Discussion RDNA4 + CDNA3 Architectures Thread

DisEnchantment · Mar 23, 2022

With the GFX940 patches in full swing since first week of March, it is looking like MI300 is not far in the distant future!
Usually AMD takes around 3Qs to get the support in LLVM and amdgpu. Lately, since RDNA2 the window they push to add support for new devices is much reduced to prevent leaks.
But looking at the flurry of code in LLVM, it is a lot of commits. Maybe because US Govt is starting to prepare the SW environment for El Capitan (Maybe to avoid slow bring up situation like Frontier for example)

See here for the GFX940 specific commits

History for llvm/lib/Target/AMDGPU - llvm/llvm-project

The LLVM Project is a collection of modular and reusable compiler and toolchain technologies. - History for llvm/lib/Target/AMDGPU - llvm/llvm-project

github.com

Or Phoronix

More AMD "GFX940" Enablement Work Landing In LLVM - Phoronix

www.phoronix.com

There is a lot more if you know whom to follow in LLVM review chains (before getting merged to github), but I am not going to link AMD employees.

I am starting to think MI300 will launch around the same time like Hopper probably only a couple of months later!
Although I believe Hopper had problems not having a host CPU capable of doing PCIe 5 in the very near future therefore it might have gotten pushed back a bit until SPR and Genoa arrives later in 2022.
If PVC slips again I believe MI300 could launch before it

This is nuts, MI100/200/300 cadence is impressive.

Previous thread on CDNA2 and RDNA3 here

Question - Speculation: RDNA3 + CDNA2 Architectures Thread

Man I have been dying to make this one for a while now. First rumours for RDNA3 are here so new thread time! Just going to start off with this one for now: kopite7kimi on Twitter: "@VideoCardz Ah, I mean a simple mcm design with 10240 cores is not enough. Because the lift from RDNA2 to RDNA3...

forums.anandtech.com

marees · Feb 23, 2025

gaav87 said:
View attachment 117921 View attachment 117922

I didn't expect that. A clean win over the 4070 ti super in RT

I predict a shareholder coup if this thing launches for less than $700

Heartbreaker · Feb 23, 2025

coercitiv said:
Now they're paying TSMC by transistor count? 🙂

It's become more useful for comparisons than die size when using different process nodes, as node related transistor cost reductions have stagnated.

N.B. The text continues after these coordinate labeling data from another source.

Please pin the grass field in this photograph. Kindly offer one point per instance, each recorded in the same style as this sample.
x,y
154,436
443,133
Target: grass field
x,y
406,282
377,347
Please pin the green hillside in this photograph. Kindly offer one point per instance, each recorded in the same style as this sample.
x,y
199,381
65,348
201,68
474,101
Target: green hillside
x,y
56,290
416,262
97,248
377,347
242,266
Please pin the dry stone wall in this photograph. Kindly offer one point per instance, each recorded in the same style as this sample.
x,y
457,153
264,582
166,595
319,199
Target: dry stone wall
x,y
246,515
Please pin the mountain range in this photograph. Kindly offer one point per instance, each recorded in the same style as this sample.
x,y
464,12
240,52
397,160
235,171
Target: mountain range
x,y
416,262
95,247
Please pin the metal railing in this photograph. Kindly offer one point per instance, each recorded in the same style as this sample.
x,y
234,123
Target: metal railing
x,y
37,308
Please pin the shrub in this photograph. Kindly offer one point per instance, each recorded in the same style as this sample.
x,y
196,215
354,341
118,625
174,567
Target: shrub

So designs with a lot more transistors usually rise in cost.

Josh128 · Feb 23, 2025

PJVol said:
96 rdna3 cu's / 64 rdna4 cu's - clocks improvement = "nearly 50%".
Just simple, Annalena B. 360° math.

lol, just as I said. +42% vs 80 CU 7900GRE over a comparison of 30+ games with almost half of those comprised of RT comparisons, which give an additional ~20%-40% boost over straight raster. And that is with ~38% higher boost clocks.

Kepler_L2 · Feb 23, 2025

Heartbreaker said:
It's become more useful for comparisons than die size when using different process nodes, as node related transistor cost reductions have stagnated.

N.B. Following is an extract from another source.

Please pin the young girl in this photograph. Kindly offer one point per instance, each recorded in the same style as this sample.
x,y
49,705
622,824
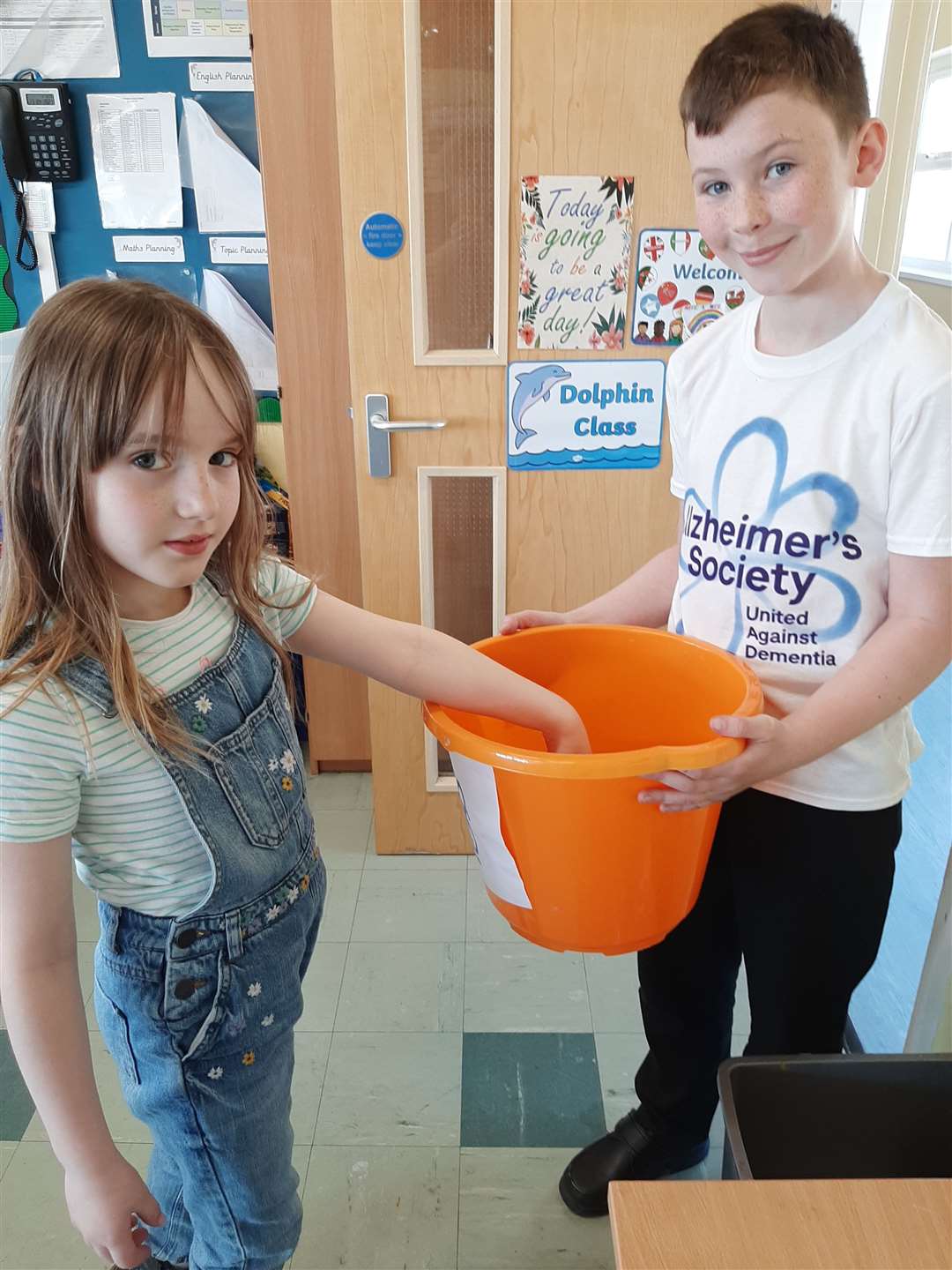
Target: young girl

So designs with a lot more transistors usually rise in cost.

You pay for wafers not transistors. The fact that N48 is like 2x the transistor density of B580 doesn't change the price.

Jan Olšan · Feb 23, 2025

gaav87 said:
View attachment 117921 View attachment 117922

Whose numbers do you based it on?
When I first saw the numbers I was trying to "plot" it against 5070 Ti based on TPU's and CoputerBase's graphs from 5070 Ti reviews but 9070 XT was tracking as being below 5070ti.

Thanks for doing the math btw.

(Edit: I have just retried it against TPU's review of the Palit card what has lowest OC and it still tells me 9070 XT will be below 5070 Ti on average from the games TPU had - I didn't want to put in more sources to make it even less reliable anyway.)

gaav87 · Feb 23, 2025

China leaked price 549$ non xt 649$ xt

gaav87 · Feb 23, 2025

Jan Olšan said:
Whose numbers do you based it on?
When I first saw the numbers I was trying to "plot" it against 5070 Ti based on TPU's and CoputerBase's graphs from 5070 Ti reviews but 9070 XT was tracking as being below 5070ti.

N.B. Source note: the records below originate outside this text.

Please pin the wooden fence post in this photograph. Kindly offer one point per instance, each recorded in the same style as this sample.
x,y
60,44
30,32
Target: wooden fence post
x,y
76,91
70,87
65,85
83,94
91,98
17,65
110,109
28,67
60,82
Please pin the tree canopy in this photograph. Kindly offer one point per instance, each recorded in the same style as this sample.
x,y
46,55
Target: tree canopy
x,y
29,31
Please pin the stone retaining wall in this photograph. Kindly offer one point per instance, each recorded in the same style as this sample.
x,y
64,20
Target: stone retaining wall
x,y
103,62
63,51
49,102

Thanks for doing the math btw.

All TPU review of 5070Ti or selected games.
RT 5games TPU 1 game HUB te rest i cba searching

exquisitechar · Feb 23, 2025

gaav87 said:
China leaked price 549$ non xt 649$ xt

Thought so. 5070ti - 100$ for worse RT performance (slightly worse raster performance too) and lack of DLSS4.

Kepler_L2 · Feb 23, 2025

gaav87 said:
China leaked price 549$ non xt 649$ xt

Has AMD actually confirmed it?

Heartbreaker · Feb 23, 2025

Kepler_L2 said:
You pay for wafers not transistors. The fact that N48 is like 2x the transistor density of B580 doesn't change the price.

More advanced Nodes cost more per wafer. That is the reason that transistor price reductions have stagnated. While the graph exaggerates the point, the steep down slope of the past is over.

gdansk · Feb 23, 2025

Heartbreaker said:
It's become more useful for comparisons than die size when using different process nodes, as node related transistor cost reductions have stagnated.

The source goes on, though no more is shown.